Bacteria within a biofilm are up to 1,000-fold more resistant to antibiotics and are inherently insensitive to the host immune response. This is particularly relevant for patients affected by Cystic Fibrosis (CF), also called mucoviscidosis. Indeed, once Pseudomonas aeruginosa colonizes the lungs, it can acquire a mucoid phenotype, which renders infections insensitive to antibiotics.
Our preliminary data show that antibiotherapy directly impacts the properties of the extracellular matrix surrounding bacteria in a biofilm. We hypothesize that these changes increase the protection of bacteria in the biofilm, rendering them even less permissive to antibiotherapy.

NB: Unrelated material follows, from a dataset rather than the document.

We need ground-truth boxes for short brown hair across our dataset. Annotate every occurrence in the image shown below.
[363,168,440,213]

The main aims of the 3.5 years Ph.D. position are
- to establish a relevant in vitro model of CF-biofilm
- to study the interactions between exopolysaccharides (EPS), antibiotics and P. aeruginosa, and
- to test adjuvants able to restore the efficacy of the antibiotics using high-throughput screening.

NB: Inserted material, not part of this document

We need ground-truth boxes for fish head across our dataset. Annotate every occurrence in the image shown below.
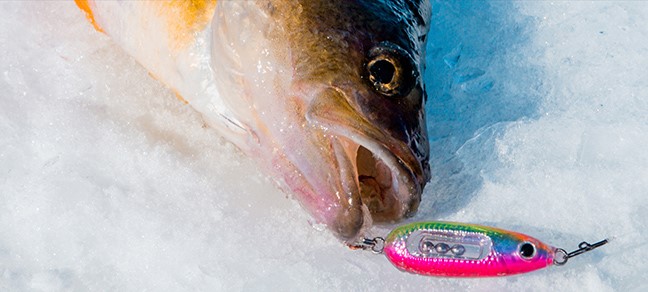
[212,0,431,242]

Very few studies report on the physicochemical characteristics of EPS and how the micro-environment can be modulated by external compounds, such as antibiotics or other adjuvants. Finding adjuvants that prevent EPS from neutralizing antibiotics administered to biofilms could revolutionize how we tackle antimicrobial resistance.

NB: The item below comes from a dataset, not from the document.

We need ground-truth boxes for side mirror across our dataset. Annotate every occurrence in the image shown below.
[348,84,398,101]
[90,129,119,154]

- Isolate, purify, and characterize important exopolysaccharides of Cystic Fibrosis biofilms.
- Develop bioinks for 3D printing, including P. aeruginosa.
- Characterize the structure and changes to native and printed P. aeruginosa biofilms due to environmental factors, including antibiotherapies.
- Elucidate the interplay between EPS remodeling and bacteria behavior.
Applicants should have experience in microbiology and biotechnology, i.e., capable of growing and characterizing bacteria and testing antibiotic efficacy. Experience with microscopy, bioreactors, and 3D bioprinting is preferred but not mandatory.